David Sedaris’s Me Talk Pretty One Day made me laugh so hard that I momentarily lost the ability to breathe. For that, my parents have never forgiven him.
When they burst into my room at 1 A.M. (we can gloss over the fact that I was a depressed, barely employed college graduate living at home, right?) and asked me what was wrong, their faces registering both alarm and concern, I couldn’t explain it.
“He tried to order meat from a French butcher,” I wailed at last.
Maybe laughing so hard at a book is a common occurrence for you, but I’d never experienced it before. Growing up, I hadn’t really “gotten” humor as a literary genre. I would chuckle, in my pre-teen years, at Dave Barry’s zingers, and I went through a collegiate Calvin Trillin phase, which basically consisted of me smiling, shaking my head, and pretentiously murmuring, “Aren’t you clever?” But to my mind, it wasn’t literature. Falling short of fiction, nonfiction, and memoir, it was some weird gimmick of wordplay that belonged on the sidelines. Like travel guides. Like Page-A-Day calendars. Not worth my time.
But in the bleak winter of 2002, living in upstate New York and trying to avoid the quarter-life crisis awaiting a recent college graduate in a slumping economy, trying to ignore the new terror-filled world, I decided, based on the recommendation of a similarly depressed, equally misanthropic friend, to give Me Talk Pretty One Day a chance.
I’d never known it was possible to be that astute, that self-deprecating, that open and honest and real, while still being side-splittingly funny. From meth addiction to LGBT struggles to bad jobs to family drama, Sedaris writes with vivid, visceral humor about so many different facets of his life. He doesn’t whitewash his personal history; if anything, he mud-stains it, exaggerating each terrible and cringe-worthy moment. Every personal experience becomes accessible, to the reader’s delight and often—intentionally, I’m positive—their discomfort, too.

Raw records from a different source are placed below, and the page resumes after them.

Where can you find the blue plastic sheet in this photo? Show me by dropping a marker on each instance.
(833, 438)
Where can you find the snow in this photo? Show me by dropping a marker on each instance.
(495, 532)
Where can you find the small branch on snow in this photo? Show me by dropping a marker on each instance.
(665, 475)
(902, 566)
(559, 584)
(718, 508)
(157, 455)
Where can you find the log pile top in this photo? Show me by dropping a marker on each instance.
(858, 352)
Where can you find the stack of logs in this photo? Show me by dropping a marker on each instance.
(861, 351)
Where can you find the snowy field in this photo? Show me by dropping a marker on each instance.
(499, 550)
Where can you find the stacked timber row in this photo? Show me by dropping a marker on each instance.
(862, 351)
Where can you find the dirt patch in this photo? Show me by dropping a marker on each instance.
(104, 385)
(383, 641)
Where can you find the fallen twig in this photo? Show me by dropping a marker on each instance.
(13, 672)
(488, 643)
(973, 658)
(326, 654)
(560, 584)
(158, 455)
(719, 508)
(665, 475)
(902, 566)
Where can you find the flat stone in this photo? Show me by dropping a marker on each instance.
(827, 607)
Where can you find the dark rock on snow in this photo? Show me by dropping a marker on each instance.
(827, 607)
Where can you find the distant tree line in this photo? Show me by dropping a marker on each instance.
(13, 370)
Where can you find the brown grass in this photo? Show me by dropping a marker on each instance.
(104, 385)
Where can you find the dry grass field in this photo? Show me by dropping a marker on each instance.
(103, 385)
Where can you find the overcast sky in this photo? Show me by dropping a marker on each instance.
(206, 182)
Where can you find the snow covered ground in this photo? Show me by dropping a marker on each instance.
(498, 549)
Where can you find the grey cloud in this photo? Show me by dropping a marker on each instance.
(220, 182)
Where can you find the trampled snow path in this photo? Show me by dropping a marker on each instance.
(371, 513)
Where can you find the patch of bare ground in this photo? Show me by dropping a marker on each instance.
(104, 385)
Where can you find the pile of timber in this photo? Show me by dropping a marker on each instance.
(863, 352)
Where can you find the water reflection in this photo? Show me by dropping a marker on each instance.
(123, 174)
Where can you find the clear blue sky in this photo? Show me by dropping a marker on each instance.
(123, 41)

But if it were just dour, biting sarcasm, Me Talk Pretty One Day would quickly grow tedious. Somehow Sedaris manages to work in glimmers of hope, of possibility, of redemption. Almost as if he’s saying, “Look at how screwed my life was, and look how I can laugh about it.” He even allows us moments of tenderness: discussing his partner, Hugh; introducing us to his family (including sister Amy); describing the semi-fluent camaraderie with fellow students in his French class.
He’s honest and brusque, but Sedaris is no malcontent. And I think that’s why I was so dumbstruck, that night in upstate New York, realizing that these silly essays had meaning. When you think your life is as bad as it can get, Sedaris is there to show you that not only can it get worse, but it probably will. And as long as he keeps writing, giving us that shoulder to laugh-cry on, that realization is just not as scary as it first seems.